I sigh again and sign the form at which point this woman actually says to me, "You seem upset.  Are you okay?"

"No.  I'm not okay.  I'm pissed.  I'm angry at this system."

The next form I sign is a sign stating I've changed my mind about food stamps and am not applying after all.

At the end of this I'm handed a form with a list of things I need to mail in including:
  • Proof of rent
  • Latest utility bills
  • Car registration
  • Checking and savings account statements
  • The last two pay stubs from unemployment
I didn't bother to state again that there are no pay stubs.  She also hands me a flyer for "Healthy Way L.A."

"You can apply for this to cover other medical issues," she says as she closes the door behind me.

I was so ready to get out of there at that point that I just folded up the flyer and shoved it in my purse.
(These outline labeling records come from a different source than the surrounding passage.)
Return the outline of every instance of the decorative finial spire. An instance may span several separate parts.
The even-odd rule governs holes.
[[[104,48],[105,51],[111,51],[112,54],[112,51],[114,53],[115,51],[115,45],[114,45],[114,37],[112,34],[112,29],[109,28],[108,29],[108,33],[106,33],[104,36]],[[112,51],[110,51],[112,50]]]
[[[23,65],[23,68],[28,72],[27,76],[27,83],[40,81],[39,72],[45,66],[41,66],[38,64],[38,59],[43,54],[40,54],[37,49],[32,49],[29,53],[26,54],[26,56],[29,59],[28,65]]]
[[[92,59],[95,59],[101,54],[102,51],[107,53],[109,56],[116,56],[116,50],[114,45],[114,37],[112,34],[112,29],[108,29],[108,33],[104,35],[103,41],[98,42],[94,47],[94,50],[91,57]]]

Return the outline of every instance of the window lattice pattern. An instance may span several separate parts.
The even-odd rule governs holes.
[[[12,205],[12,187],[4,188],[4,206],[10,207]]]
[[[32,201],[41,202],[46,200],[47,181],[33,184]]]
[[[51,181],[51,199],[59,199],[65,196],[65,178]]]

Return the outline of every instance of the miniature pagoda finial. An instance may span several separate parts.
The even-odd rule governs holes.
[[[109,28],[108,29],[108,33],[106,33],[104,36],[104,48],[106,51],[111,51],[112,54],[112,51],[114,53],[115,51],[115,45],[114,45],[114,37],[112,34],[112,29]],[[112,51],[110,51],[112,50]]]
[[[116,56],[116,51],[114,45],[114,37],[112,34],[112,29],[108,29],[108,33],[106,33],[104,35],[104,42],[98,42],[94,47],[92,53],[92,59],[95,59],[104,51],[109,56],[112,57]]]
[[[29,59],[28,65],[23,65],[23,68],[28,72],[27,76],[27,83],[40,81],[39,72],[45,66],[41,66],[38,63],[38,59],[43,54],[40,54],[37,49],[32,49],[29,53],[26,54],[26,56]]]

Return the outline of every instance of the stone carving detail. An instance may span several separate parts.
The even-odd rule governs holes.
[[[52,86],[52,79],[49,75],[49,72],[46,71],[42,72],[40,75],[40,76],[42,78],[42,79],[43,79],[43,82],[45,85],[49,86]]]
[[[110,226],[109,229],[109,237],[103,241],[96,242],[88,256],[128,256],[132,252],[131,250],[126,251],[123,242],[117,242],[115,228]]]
I call The Actors' Fund to see about getting assistance to pay for Cobra.  If I qualify, I can get a one time grant of $700.  That's more forms and appointments.  I suppose I can reapply for the assistance each month.  I didn't ask. 

I call my parents to fill them in.  My dad says,

"Did you tell the person at The Actors' Fund how much money you've helped raise for them over the years?"

"I don't think that's a factor," I tell him.

I get home and before collapsing for a nap I rummage for the Healthy Way L.A. flyer.  I figure I'll give myself the rest of the day off and call them the next day.  Then I see the following two criteria for eligibility:
  • Has a monthly income at or below 133% of the Federal Poverty Level, which in 2011, is $1207 per month for a family of one
  • Not pregnant and not eligible for Medi-Cal or Healthy Families
So, that's that.  If I need or want to be transferred to the hospital during labor, Medi-Cal will (I guess) cover that.  But if I get the flu or get hit by a bus, I'm not privileged enough to get affordable health care.

Will someone please explain to me how Canada's health care system is worse than ours.